Help with my Telecaster and HUM!
February 12, 2007 6:28 PM   Subscribe

Telecaster Hum... Why won't it GO AWAY? Please help, I just installed some new pickups.

I received a new set of Telecaster Pickups for Christmas this year, and this weekend I 'operated' on my Tele to install the new pickups.

The reason I wanted them was that before I had these pickups and just had the stock pickups that came with, I got horrible noise out of my amp when not touching anything on the guitar. I touch the strings, the hum mostly goes away.

The pickups I got were the Vintage Strat Noiseless Pickups.

Now, I have another problem that I cannot figure out...
I get a hum NOW from the metal parts of the guitar and not the strings. WHen I removed the bridge pickup last night I noticed that there was a loop that hooked into the screw that held the pickup in place, and the new noiseless bridge pickup did NOT have this loop.
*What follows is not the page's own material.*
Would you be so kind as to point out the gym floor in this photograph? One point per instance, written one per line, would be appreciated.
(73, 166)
I installed it as is, and this new problem with hum has developed. Do I need to go in and strip the lead down and insert that loop back together around the mounting screw? This isn't making sense to me. All of my solder connections are clean and unbroken, and the install itself is flawless.

Also, with the little silver lipstick pickup (the one farthest away from the bridge), there is a considerable amount of play in the "up/down" motion of the pickup. We're talking about the little silver one - it feels like I need to add yet another one of the little rubber bushings on each screw as to hold it down - it kind of tilts to the front, and it rattles a LOT. Do you think that another bushing, making a total of two bushings on each one of the two screws that holds the little pickup in place would help? I can't imagine it would hurt...

Telecaster fans, guitar techs, and electrical engineers, please lend me your advice. I love my telecaster very much - I just want this hum gone!
posted by jimmyhutch to Technology (7 answers total)
 
I wouldn't bother immobilizing the neck pickup.

There's something wrong with the grounding of your guitar. If you didn't connect the ground lead of the new pickup to ground, as it sounds like, that's what's wrong. Ungrounded pickups still work but they are extremely noisy.

The ground lead of your guitar should be in electrical continuity with the outside (ground) connection of the plug, the ground lead of each pickup, the bridge plate, the strings, and the tuners. If not you're going to end up with noise. A cheap continuity tester/multimeter from radio shack is invaluable when you are doing this kind of work.
posted by ikkyu2 at 6:58 PM on February 12, 2007


Any dimmer switches in your house? I used to get weird hums when the dimmer in the dining room was on...
posted by clarahamster at 7:23 PM on February 12, 2007


ikkyu2 is correct. This is a grounding issue. I had the same problem on a cheap hollowbody. To compound problems, I was playing through a Fender Super Twin that was also ungrounded. I nearly spot-welded to the mic when attempting to sing. You should loop that wire.
posted by KevinSkomsvold at 8:48 PM on February 12, 2007


Response by poster: should I pull apart the tone/volume/pickup switch control and take a picture of it, and post it? Would this help?

perhaps I should pull apart the 1/4" jack and check to see if there are some loose connections there...

as always, I appreciate the help!
posted by jimmyhutch at 10:17 PM on February 12, 2007


Bothersome electronics bugbear! I'd recommend getting on to the Harmony Central forums- they have the interwebs full comission of guitar tech-heads there! Sections for electronics bits, and electric gits.
posted by Joe Rocket at 1:47 AM on February 13, 2007


should I pull apart the tone/volume/pickup switch control and take a picture of it, and post it? Would this help?

No, unless it sounds like fun to you.

Go buy one of these. Set it on Ohms. Plug a cable into your guitar. Hold one of the multimeter's leads firmly against the metal sheath of the plug on the other end of the cable (the ground connection), then use the other lead to test the ground connections of the pickups, the volume and tone switch, the switchplate, the bridgeplate, the strings and the tuners.

When you find something that is not in continuity with ground, solder it to something that is.
posted by ikkyu2 at 5:06 AM on February 13, 2007


Fenders are notorious for ground hums.